Sunday, 30 September 2012

The Antipodes, the arts & crafts & Margaret Preston

The to-and-fro of printmakers between New Zealand, Australia and Britain is fairly well-known now but even with an artist as popular as John Hall Thorpe many of the details that make the story worth telling often remain largely absent. Thorpe, of course, was in the self-promotion business and we have to take quite alot of what he has to say about himself with a pinch of salt. The linocut contingent who came to Europe and studied at the Grosvenor School in London now have their reputations dominated by those few months spent working with Claude Flight for a few hours every week. So far as I can make out, Helen Ogilvie didn't relish life in England and the second time she travelled to Europe, notably set up camp in Italy. The even smaller island of Capri suited her better.

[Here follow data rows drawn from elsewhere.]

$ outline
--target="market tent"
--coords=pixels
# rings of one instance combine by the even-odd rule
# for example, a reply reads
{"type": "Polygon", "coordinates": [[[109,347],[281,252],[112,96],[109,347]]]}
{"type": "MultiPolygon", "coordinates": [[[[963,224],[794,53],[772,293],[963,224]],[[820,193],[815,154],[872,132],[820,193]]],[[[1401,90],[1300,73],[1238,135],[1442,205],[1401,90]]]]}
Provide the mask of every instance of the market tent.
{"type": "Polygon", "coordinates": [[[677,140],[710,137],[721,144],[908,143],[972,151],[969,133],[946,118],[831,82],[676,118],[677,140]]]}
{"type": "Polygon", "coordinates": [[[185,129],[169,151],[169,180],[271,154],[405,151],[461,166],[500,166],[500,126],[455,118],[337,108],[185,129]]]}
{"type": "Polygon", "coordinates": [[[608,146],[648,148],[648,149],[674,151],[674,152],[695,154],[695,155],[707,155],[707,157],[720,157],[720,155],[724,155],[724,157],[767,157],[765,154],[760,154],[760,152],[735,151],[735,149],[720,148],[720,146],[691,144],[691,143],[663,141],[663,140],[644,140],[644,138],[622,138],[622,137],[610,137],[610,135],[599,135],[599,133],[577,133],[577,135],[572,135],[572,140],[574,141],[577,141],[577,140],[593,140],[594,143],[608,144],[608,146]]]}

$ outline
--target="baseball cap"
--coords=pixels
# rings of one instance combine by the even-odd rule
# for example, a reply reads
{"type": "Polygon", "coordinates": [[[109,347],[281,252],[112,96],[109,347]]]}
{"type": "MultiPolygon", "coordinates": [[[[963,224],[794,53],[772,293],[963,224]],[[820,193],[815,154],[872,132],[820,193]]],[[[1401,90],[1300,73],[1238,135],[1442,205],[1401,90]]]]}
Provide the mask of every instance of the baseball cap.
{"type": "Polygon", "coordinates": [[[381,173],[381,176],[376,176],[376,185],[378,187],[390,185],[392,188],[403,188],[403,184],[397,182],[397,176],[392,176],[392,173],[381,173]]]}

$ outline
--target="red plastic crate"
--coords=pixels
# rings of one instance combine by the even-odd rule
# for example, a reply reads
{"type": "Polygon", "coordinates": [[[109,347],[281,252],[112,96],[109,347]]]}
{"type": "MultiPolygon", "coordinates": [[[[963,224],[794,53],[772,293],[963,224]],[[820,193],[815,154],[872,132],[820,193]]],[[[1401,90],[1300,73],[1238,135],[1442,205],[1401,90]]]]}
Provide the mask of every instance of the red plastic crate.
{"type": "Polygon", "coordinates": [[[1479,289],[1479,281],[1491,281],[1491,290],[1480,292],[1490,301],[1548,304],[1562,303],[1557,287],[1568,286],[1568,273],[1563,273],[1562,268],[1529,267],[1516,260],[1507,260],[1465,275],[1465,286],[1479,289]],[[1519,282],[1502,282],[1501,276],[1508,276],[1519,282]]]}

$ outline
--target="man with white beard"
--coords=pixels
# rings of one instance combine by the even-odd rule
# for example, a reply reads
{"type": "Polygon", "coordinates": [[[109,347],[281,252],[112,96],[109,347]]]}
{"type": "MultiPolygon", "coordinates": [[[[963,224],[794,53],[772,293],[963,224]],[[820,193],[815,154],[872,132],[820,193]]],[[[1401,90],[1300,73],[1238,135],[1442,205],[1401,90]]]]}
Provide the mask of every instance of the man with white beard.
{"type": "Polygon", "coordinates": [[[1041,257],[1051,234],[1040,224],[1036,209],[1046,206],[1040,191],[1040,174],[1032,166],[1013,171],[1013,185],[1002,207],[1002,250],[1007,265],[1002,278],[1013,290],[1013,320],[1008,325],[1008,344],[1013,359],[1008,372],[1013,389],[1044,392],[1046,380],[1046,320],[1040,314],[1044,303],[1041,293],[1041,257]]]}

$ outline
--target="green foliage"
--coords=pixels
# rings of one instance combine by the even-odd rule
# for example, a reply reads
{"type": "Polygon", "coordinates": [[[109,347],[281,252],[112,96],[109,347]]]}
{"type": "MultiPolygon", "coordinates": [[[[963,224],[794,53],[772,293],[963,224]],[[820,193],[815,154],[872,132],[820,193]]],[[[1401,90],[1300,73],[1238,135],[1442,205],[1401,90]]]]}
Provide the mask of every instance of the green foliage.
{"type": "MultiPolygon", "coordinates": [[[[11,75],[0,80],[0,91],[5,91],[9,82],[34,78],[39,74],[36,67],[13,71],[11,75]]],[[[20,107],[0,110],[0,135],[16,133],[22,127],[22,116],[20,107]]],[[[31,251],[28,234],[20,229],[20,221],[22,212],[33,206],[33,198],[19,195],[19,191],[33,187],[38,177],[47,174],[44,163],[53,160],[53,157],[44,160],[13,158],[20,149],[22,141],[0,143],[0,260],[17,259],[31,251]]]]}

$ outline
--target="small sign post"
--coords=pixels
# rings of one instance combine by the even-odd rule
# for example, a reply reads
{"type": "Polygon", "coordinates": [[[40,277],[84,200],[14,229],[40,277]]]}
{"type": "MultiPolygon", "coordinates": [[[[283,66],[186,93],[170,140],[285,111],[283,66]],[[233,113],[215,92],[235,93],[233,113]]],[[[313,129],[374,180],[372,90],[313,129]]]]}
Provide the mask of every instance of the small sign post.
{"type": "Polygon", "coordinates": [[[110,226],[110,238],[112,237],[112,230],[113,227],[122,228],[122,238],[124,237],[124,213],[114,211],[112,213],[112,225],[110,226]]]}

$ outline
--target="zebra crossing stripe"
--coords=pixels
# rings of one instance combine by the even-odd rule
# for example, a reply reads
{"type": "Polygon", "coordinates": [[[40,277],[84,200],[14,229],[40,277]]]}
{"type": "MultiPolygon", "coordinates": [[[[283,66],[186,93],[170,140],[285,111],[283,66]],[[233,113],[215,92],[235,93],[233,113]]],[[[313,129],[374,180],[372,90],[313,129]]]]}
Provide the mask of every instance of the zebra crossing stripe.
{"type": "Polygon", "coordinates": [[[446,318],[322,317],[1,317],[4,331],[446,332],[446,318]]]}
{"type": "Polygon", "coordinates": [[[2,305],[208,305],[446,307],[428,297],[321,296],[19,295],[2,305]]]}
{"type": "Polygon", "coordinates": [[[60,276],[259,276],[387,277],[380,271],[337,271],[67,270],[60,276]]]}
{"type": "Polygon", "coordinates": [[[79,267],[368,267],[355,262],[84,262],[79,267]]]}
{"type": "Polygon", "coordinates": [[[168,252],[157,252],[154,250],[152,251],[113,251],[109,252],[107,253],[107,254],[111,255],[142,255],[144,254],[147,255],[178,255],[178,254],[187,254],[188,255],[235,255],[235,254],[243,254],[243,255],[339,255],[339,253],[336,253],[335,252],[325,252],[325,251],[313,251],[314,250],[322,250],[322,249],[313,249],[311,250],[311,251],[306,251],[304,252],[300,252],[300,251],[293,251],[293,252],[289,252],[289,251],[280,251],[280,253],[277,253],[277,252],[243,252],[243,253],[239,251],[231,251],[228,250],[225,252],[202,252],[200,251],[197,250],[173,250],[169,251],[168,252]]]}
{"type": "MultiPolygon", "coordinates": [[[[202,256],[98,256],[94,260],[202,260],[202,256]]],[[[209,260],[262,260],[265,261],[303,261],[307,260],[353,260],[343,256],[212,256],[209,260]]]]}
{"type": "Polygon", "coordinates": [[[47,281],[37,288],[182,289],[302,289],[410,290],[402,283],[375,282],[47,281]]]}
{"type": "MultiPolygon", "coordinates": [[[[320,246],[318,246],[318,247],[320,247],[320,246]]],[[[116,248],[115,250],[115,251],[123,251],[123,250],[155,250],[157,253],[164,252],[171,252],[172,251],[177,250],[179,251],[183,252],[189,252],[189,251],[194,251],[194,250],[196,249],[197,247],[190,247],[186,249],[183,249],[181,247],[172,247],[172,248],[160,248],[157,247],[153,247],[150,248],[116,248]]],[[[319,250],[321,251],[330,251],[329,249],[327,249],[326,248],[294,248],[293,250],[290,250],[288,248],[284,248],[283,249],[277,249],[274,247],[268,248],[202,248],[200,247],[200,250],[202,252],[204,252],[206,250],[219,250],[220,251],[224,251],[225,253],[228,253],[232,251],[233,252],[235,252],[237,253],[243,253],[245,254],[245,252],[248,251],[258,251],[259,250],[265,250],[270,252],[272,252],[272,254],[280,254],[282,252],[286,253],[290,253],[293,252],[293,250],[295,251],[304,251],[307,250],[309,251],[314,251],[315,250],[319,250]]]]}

How Ogilvie came to make colour woodcuts (see her post) is a blank. And I have only a bit more of an idea of the way Margaret Preston might have begun. Her first formal training was private lessons with William Lister Lister. He had gone off to Glasgow to train to be an engineer but had lately returned to Sydney as a fully-equipped artist. It was a common enough story for men at the time and by the time she was twenty-eight, Preston found herself travelling to study in Munich and Paris in the company of one of her own students, Bessie Davidson. That was between 1903 and 1905, seminal years to be in Paris to study art, and that's for sure.


And in 1912 she was back again in Paris, this time with student Gladys Reynell. The pair only moved on to England after the outbreak of war and even then it took another two years before Preston (and presumably Reynell) became students yet again, this time at Camberwell School of Arts and Crafts in south London. I don't know whether it was by chance or by design that this distinguished school was founded where the working-class districts south of the Thames turned almost rural (and had therefore attracted the likes of John Ruskin). But its philanthropical foundation and sense of practicality and outreach to working men and women made it a bastion of the English Arts and Crafts. (Its art gallery opened  in the evenings and on a Sunday to allow working people to visit).


I assume that the potter, WB Dalton was still headmaster at the school when Preston studied there but in a way, it doesn't matter. He had been instrumental in getting the ceramics course started, Roger Fry had been a student, and this was one course Preston took, along with basketry. (We are now quite some way from Dufy, Picasso, and Matisse).

The National Gallery of Australia also suggest she took up printmaking here. Like many at the time, she gave etching a try and found it didn't suit her. For her, it was the equipment; for Walter Phillps, it was the mess and, even worse, the smell. She also gave colour woodcut a try. But all of the prints you see here are hand-coloured. Although quite a few of her colour woodcuts exist, I've never seen one anywhere. Significantly, she also had a crack at fabric-printing.

What the tale really is, I don't know, but it intrigues me, I have to admit. But there's something almost retrograde in all this. The facts from Australia are that she began making hand-coloured woodcuts in the early twenties and yet she harks back - to Gaugin, William Nicholson, the Fauves. And her attempts to make use of aboriginal art are irritating. But she went her own way. The earliest print here is Shell Cove, Sydney (third from the top) from 1920. By then, she was back in Australia, making prints and married. She was forty-five.


From then on, she became established. She exhibited with her friend, Thea Procotor, but her joint exhibition with Norbertine von Bresslern Roth and Frances Blair (see her post) at the Grosvenor Gallery in Sydney is one of the shows I imagine walking round. (The catalogue must still exist, surely). I suspect that if she didn't like all the equipment for etching, she would be not much keener on all the tackle she would need to make a colour woodcut. The point is that Australian claims for her as a printmaker are rather far-fetched. She has been roped in for the Japanese method and there is nothing remotely Japanese or method about her work. Not really. Nicholson broke new ground; Royds had the wit to take his example and print everything. Preston, I fear, took the easy way out.